大津ユースオーケストラ演奏会 | 作家・土居豊の批評 その他の文章

大津ユースオーケストラ演奏会

半年、取材して、大阪の音楽学生やセミ・プロ、プロの音楽家に大勢知り合いができた。その人たちの活動ぶりを象徴するようなステージに接した。そのことを書く。
大津ユースオーケストラの公演を、大津市民会館に聴きにいった。これは、大津市が文化事業として行うもので、今年で2回目である。なかなか意欲的で、円光寺雅彦指揮によるシベリウスのフィンランディアとチャイコフスキーの交響曲第5番に、ウェーバーのクラリネット協奏曲というプログラム。オーケストラはオーディションで選ばれ、関西のプロ・オーケストラのメンバーが指導者としてつく、というセミナー的な形式をとっている。
さて、プログラムにオーケストラのメンバー表があり、みると、何人も知っている奏者が出ている。音大生やセミ・プロの奏者たちだ。中には、つい数日前、音大で会ってしゃべった人もいるし、前にアンサンブルのステージを聴いた人もいる。何人かは、半月前までは夏期留学でドイツにいた、フランスにいた、そんな人たちである。活動範囲はみな、それぞれに広いようである。
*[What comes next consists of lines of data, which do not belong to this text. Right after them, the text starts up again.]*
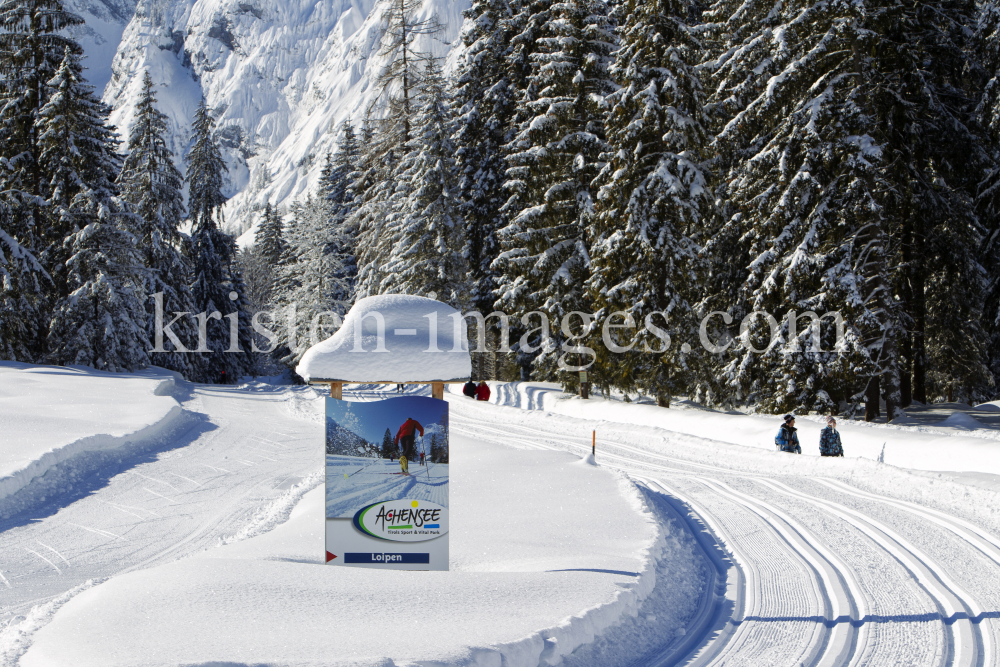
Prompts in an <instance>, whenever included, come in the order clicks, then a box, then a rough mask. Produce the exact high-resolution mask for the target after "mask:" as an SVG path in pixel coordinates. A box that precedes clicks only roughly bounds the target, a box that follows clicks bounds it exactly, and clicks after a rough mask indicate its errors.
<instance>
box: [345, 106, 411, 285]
mask: <svg viewBox="0 0 1000 667" xmlns="http://www.w3.org/2000/svg"><path fill="white" fill-rule="evenodd" d="M403 118H404V117H403V115H402V114H400V113H398V110H397V112H396V113H390V114H388V115H387V116H386V117H385V118H382V119H373V118H371V117H370V116H368V117H366V119H365V123H364V124H363V125H362V136H363V137H365V136H366V137H367V138H366V139H363V140H362V142H361V145H362V147H363V148H362V154H361V160H360V167H361V168H360V170H359V171H360V174H359V177H358V179H357V181H356V186H355V187H356V192H357V193H358V197H357V199H356V208H355V209H354V212H353V213H352V214H351V216H350V218H349V219H348V222H347V226H348V228H349V229H351V230H356V233H357V246H356V247H357V262H358V264H357V266H358V277H357V283H356V290H355V296H356V297H357V298H359V299H360V298H364V297H366V296H372V295H375V294H382V293H383V292H382V290H381V287H380V285H381V284H382V281H383V280H384V278H385V274H384V270H383V269H384V266H385V263H386V261H387V260H388V259H389V258H390V257H391V256H392V252H393V248H394V247H395V244H396V238H395V237H394V236H393V235H392V233H391V231H392V230H391V228H390V227H389V225H388V224H387V216H388V212H389V200H390V198H391V197H392V195H393V193H394V192H395V191H396V185H397V179H396V174H397V173H398V170H399V169H398V168H399V161H400V160H401V159H402V155H403V153H404V151H405V144H404V142H403V137H404V136H405V133H404V127H403Z"/></svg>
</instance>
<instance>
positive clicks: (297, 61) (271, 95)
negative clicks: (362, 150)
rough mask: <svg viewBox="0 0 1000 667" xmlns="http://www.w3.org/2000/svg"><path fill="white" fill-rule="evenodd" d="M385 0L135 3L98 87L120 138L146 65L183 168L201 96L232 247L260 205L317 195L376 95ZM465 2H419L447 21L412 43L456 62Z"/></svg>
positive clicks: (377, 95) (301, 0) (244, 238)
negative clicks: (114, 50) (365, 110)
mask: <svg viewBox="0 0 1000 667" xmlns="http://www.w3.org/2000/svg"><path fill="white" fill-rule="evenodd" d="M387 1H388V0H381V1H376V0H143V1H142V2H140V3H139V6H138V7H137V9H136V12H135V16H134V18H132V20H131V22H130V23H129V24H128V26H127V27H126V28H125V30H124V34H123V36H122V39H121V43H120V45H119V46H118V52H117V55H116V56H115V59H114V66H113V74H112V77H111V81H110V83H109V84H108V86H107V87H106V88H105V89H104V101H105V102H107V103H108V104H110V105H111V106H112V107H113V113H112V115H111V120H112V122H113V123H114V124H115V125H116V126H117V127H118V128H120V131H121V133H122V135H123V137H127V136H128V129H129V127H130V126H131V124H132V122H133V114H134V107H135V103H136V100H137V99H138V95H139V91H140V87H141V83H142V77H143V73H144V72H145V71H149V73H150V76H151V77H152V78H153V81H154V83H155V84H157V85H158V86H159V88H158V91H159V93H158V95H159V97H158V106H159V107H160V109H161V111H163V112H164V113H166V114H167V116H168V118H169V120H168V125H169V132H170V139H169V145H170V147H171V149H172V150H173V151H174V154H175V156H176V162H177V165H178V167H179V168H181V170H182V171H183V170H184V164H183V160H182V156H183V155H184V154H185V153H186V152H187V150H188V148H189V145H190V140H191V132H190V126H191V121H192V119H193V117H194V111H195V109H196V108H197V105H198V103H199V101H200V100H201V99H202V97H204V98H205V100H206V102H207V104H208V106H209V107H210V108H212V109H213V110H214V111H215V115H216V118H217V120H218V130H219V137H220V139H221V145H222V149H223V155H224V157H225V160H226V163H227V166H228V168H229V173H228V183H227V184H226V187H225V190H224V191H225V194H226V195H228V196H230V197H232V198H231V199H230V201H229V202H228V203H227V204H226V206H225V209H224V212H225V220H226V222H227V226H228V229H229V231H231V232H234V233H236V234H237V235H238V234H244V233H245V234H244V236H243V237H242V238H241V239H240V242H241V244H245V243H251V244H252V241H253V229H252V227H251V225H256V223H257V218H258V217H259V215H260V214H259V211H261V210H262V209H263V208H264V205H265V203H267V202H270V203H271V204H273V205H276V206H287V205H288V204H291V203H292V202H293V201H294V200H296V199H304V198H305V196H306V194H307V193H308V192H315V189H316V186H317V183H318V181H319V176H320V171H321V170H322V168H323V163H324V161H325V158H326V155H327V153H329V152H331V151H333V150H334V147H335V145H336V142H337V139H338V137H339V128H340V126H341V124H342V123H343V122H344V120H346V119H348V118H351V119H352V121H353V122H354V124H355V126H356V127H360V125H361V120H362V117H363V115H364V110H365V109H366V107H367V106H368V105H369V104H370V103H372V102H375V103H376V106H379V105H380V104H382V103H384V99H383V98H378V91H377V90H376V87H375V86H374V85H373V80H374V78H375V77H376V76H377V75H378V74H379V72H381V70H382V68H383V66H384V65H385V62H386V59H385V58H383V57H381V56H378V54H377V52H378V50H379V44H378V35H379V23H380V20H381V16H382V13H383V9H384V7H385V4H386V2H387ZM468 6H469V0H424V4H423V7H422V9H421V10H420V11H419V12H418V16H417V18H418V20H422V19H426V18H429V17H431V16H433V15H435V14H436V15H437V16H438V18H439V20H440V21H441V23H442V24H444V26H445V30H444V32H443V33H442V34H439V35H425V36H420V37H418V38H417V40H416V42H415V44H414V45H413V46H414V48H416V49H417V50H419V51H427V52H431V53H434V54H435V55H437V56H442V57H444V56H449V60H448V62H449V63H453V62H454V60H455V53H456V52H457V50H458V49H457V47H458V46H459V45H460V44H461V41H460V40H459V31H460V29H461V26H462V11H463V10H465V9H466V8H467V7H468ZM449 54H450V55H449ZM450 67H451V65H450V64H449V65H448V68H449V69H450ZM383 97H384V96H383ZM377 98H378V99H377Z"/></svg>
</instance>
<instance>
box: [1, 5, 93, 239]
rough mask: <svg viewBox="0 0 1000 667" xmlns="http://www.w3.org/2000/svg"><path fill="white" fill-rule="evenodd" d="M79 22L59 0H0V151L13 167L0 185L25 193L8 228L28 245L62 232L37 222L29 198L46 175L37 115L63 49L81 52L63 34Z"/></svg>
mask: <svg viewBox="0 0 1000 667" xmlns="http://www.w3.org/2000/svg"><path fill="white" fill-rule="evenodd" d="M82 24H83V19H82V18H81V17H80V16H77V15H76V14H73V13H71V12H67V11H66V10H65V8H64V6H63V3H62V2H60V0H6V1H5V2H2V3H0V102H2V103H0V156H2V157H4V158H6V159H7V160H8V161H9V162H10V164H11V166H12V167H13V168H12V169H9V170H4V172H3V173H2V174H0V179H2V180H0V191H4V192H7V191H17V192H21V193H23V194H24V195H25V196H26V199H25V201H24V209H23V210H21V211H19V215H18V217H19V218H20V219H21V221H20V223H19V225H18V229H16V230H14V231H15V234H16V238H17V239H18V241H19V243H20V245H21V246H22V247H25V248H27V249H28V250H29V251H35V252H44V250H45V249H47V248H48V247H49V246H51V245H53V244H55V245H59V246H61V245H62V241H63V237H64V236H65V233H66V232H67V230H66V229H63V228H58V227H57V228H51V227H50V226H48V225H45V224H43V222H42V220H41V219H40V217H39V210H38V206H37V202H36V200H33V199H31V198H32V197H37V196H42V191H43V188H44V182H45V180H46V178H45V173H44V170H43V169H42V167H41V165H40V164H39V156H40V153H41V146H40V141H39V132H40V127H39V119H40V114H41V110H42V107H44V106H45V104H46V103H47V101H48V98H49V95H50V94H51V91H50V89H49V86H48V82H49V80H50V79H51V78H52V77H53V76H54V75H55V73H56V70H57V69H58V68H59V66H60V64H61V63H62V62H63V61H64V56H65V52H66V50H67V49H68V50H69V51H70V52H71V53H72V54H73V55H75V56H81V55H83V49H81V48H80V45H79V44H77V43H76V42H75V41H74V40H73V39H71V38H69V37H67V36H66V35H65V34H64V31H65V30H66V29H67V28H71V27H73V26H78V25H82ZM77 66H78V65H77ZM75 73H76V74H77V75H79V74H80V71H79V70H78V71H76V72H75Z"/></svg>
そういう若手の奏者たちが、オーディションを受けて、こういう臨時編成のオーケストラで舞台をふみ、経験を重ねていく。そうでもしないと、音楽家は一人前にはなれない。修行の場が、こうして市レベルで用意されているのは喜ばしいことである。しかし、反面、そういう場を、公的に用意しないと、この若手奏者たちには活動の機会がなかなかないといことでもある。
確かに、毎年毎年、何十人もの奏者が新しく生まれてくるが、オーケストラや楽団は限られている。関西には、プロの楽団が東京の次に多い。それでも、学生たちの数と比べると全然足りないのだ。
いったい、音楽教育を受けて、そのうちの何人がプロの楽団員として生き残っていけるのか。そういう事実をきちんと直視していかないと、夢を追うのはいいが、はっきりいってただのプーより余計にお金のかかる贅沢なプーを大量生産していくだけになりかねない。教育の場でも、へたな夢をみさせるのは、本人にとって、かえって人生の選択を誤らせるもとにしかならないのではあるまいか。音楽の道の嶮しさを垣間見た日だった。